Eine wichtige Rolle in der Unternehmenskultur der Bank spielt darüber hinaus der Whistleblower-Officer (WBO) - ein interner Kollege, der dem Betriebsrat angehört. Jeder Kollege kann sich - auf Wunsch auch anonym - mit Hinweisen an den WBO wenden. Diese Anonymität bleibt auch dann gewahrt, wenn im nächsten Schritt Compliance hinzugezogen wird.

Compliance als "Grundrauschen"

Entscheidend für den Awareness-Erfolg ist jedoch in erster Linie, das Compliance-Bewusstsein aller Mitarbeiterinnen und Mitarbeiter ständig wachzuhalten und weiterzuentwickeln. Hierzu setzt das Ressort Compliance unterschiedliche Tools und Medien ein. Wichtig erscheint dabei, ein kontinuierliches "Grundrauschen" sicherzustellen. Compliance-Themen sind breit gefächert und sollen nicht nur ab und zu oder, wenn ein schlimmer Fall in der Zeitung steht, aufgegriffen werden, sondern ein ständiges Thema sein. Dafür sorgt zum Beispiel die Unternehmenskommunikation. Im Mitarbeitermagazin "Diba intern" erscheinen häufig Beiträge über Compliance-relevante Themen, wobei in journalistischer Aufbereitung Geschichten erzählt und einfache Botschaften vermittelt werden. Natürlich spielt Compliance auch im Intranet sowie in den Geschäftsberichten und sonstigen Unternehmens-Publikationen eine wichtige Rolle.
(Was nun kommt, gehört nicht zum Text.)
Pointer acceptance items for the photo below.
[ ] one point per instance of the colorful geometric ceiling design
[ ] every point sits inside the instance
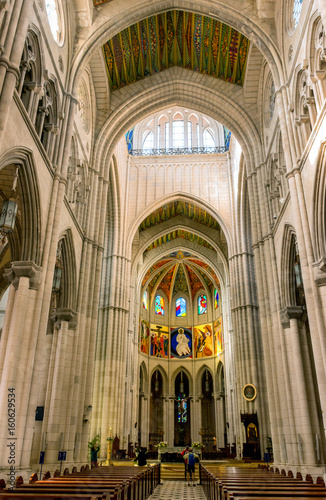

Weitere Wege, Awareness voranzubringen sind die regelmäßigen Compliance-Schulungen. So folgt das E-Learning der Bank ebenfalls der Maxime, Wissen spielerisch und eingängig zu vermitteln. Die Kollegen dürfen nicht mit einer wahren Folienschlacht vom Thema abgeschreckt werden. Für ihre innovative Schulung erhielt die Abteilung Compliance und Geldwäsche unlängst den E-Learning Award 2013. Im E-Learning wurde das Thema Basketball aufgegriffen, zu dem die Bank dank ihres prominenten und sympathischen Werbeträgers Dirk Nowitzki eine besondere Affinität hat. Die Präsenzschulung ist in erster Linie für neue Mitarbeiter des Unternehmens gedacht, um dort die hauseigenen Werte kennenzulernen und die eigene Verantwortung in Bezug zu seiner täglichen Arbeit zu verstehen. Auch dabei wird das Thema Compliance motivierend statt dozierend mit vielen Praxisbeispielen aufbereitet.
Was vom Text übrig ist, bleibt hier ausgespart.